Session 1_3. Setup

Questions

  • How do you use RStudio project to manage your analysis project?
  • What is the most effective way to organize directories for an analysis project?
  • How to obtain additional package you need?

Learning Objectives

  • Create an RStudio project and the directories required for storing the files pertinent to an analysis project.
  • Install additional packages using the packages tab.
  • Install additional packages using R code.

Introduction

Typically, an analysis project begins with dataset files, a handful of R scripts and output files in a directory. As the project advances, complexity inevitably rises with the addition of more scripts, output files, and possibly new datasets. The complexity is further amplified when dealing with multiple versions of scripts and output files, necessitating efficient organisation. If these are not well-managed from the beginning, resuming the project after a break, or sharing the project with someone else becomes challenging and time-consuming, as we struggle to recall the project’s status and navigate the directory tree.

In this session, we will first focus on an effective strategy for managing the files within a working directory.

What is a working directory?

A working directory in R is the default location on your computer where R looks for files to load or store any data you wish to save.

Secondly, we will also learn how to leverage RStudio projects, a feature built-in to RStudio for managing our analysis project.

Working directory

Structuring your working directory

For a more streamlined workflow, we suggest storing all files associated with an analysis in a specific directory, which will serve as your project’s working directory. Initially, this working directory should contain four distinct directories:

  • data: dedicated to storing raw data. This folder should ideally only house raw data and not be modified unless you receive a new dataset.
  • scripts: for storing the R scripts you’ve written and utilized for analyzing the data.
  • documents: for storing documents related to your analysis, such as a manuscript outline or meeting notes with your team.
  • output: for storing intermediate or final results generated by the R scripts in the scripts directory. Importantly, if you carry out data cleaning or pre-processing, the output should ideally be stored in this directory, as these no longer represent raw data.

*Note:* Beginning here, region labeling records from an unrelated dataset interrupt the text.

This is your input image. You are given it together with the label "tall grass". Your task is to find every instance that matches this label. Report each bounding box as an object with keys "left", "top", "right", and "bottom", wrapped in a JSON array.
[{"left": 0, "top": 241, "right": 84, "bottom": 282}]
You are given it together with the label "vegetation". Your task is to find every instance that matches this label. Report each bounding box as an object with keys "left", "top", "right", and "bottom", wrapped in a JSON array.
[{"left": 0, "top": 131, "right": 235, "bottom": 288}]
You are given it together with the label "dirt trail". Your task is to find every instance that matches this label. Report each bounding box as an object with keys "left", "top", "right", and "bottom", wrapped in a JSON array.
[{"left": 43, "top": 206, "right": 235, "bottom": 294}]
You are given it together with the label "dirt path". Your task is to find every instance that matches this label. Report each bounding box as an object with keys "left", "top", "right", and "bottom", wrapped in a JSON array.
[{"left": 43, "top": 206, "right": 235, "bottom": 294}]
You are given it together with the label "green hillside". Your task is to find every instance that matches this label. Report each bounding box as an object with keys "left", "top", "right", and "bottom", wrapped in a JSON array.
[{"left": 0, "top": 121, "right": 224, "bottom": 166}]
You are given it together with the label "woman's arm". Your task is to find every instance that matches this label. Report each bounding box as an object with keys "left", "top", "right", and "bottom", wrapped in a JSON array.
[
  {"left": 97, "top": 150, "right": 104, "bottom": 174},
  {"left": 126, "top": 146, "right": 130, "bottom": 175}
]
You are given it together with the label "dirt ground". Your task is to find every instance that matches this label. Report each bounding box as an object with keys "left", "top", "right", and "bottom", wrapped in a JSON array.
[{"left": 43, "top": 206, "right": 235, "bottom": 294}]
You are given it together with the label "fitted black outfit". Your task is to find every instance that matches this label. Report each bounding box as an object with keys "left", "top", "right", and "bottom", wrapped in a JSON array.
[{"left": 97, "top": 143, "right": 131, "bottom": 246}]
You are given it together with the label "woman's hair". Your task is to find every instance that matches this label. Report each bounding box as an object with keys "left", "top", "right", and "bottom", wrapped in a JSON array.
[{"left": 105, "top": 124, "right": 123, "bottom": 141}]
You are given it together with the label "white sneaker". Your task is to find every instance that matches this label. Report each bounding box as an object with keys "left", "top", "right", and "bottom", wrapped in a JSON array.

As your project grows in complexity, you might find it necessary to create more directories or sub-directories. Nevertheless, the aforementioned four directories should serve as the foundation of your working directory.

Create directories

We will create the four directory under our project as recommended above. You can create them by clicking on the “New Folder” button in the file panel (bottom right) or directly from R by typing at console:

dir.create("data")
dir.create("scripts")
dir.create("documents")
dir.create("output")

RStudio project

RStudio project is a feature built-into RStudio for managing your analysis project. It does so by storing project-specific settings in an .Rproj file stored in your project’s working directory. Loading these settings up into RStudio by either opening the .Rproj file directly or through RStudio’s open project option (from the menu bar, select File > Open Project...) will automatically set your working directory in R to the location of the .Rproj file, essentially your project’s working directory.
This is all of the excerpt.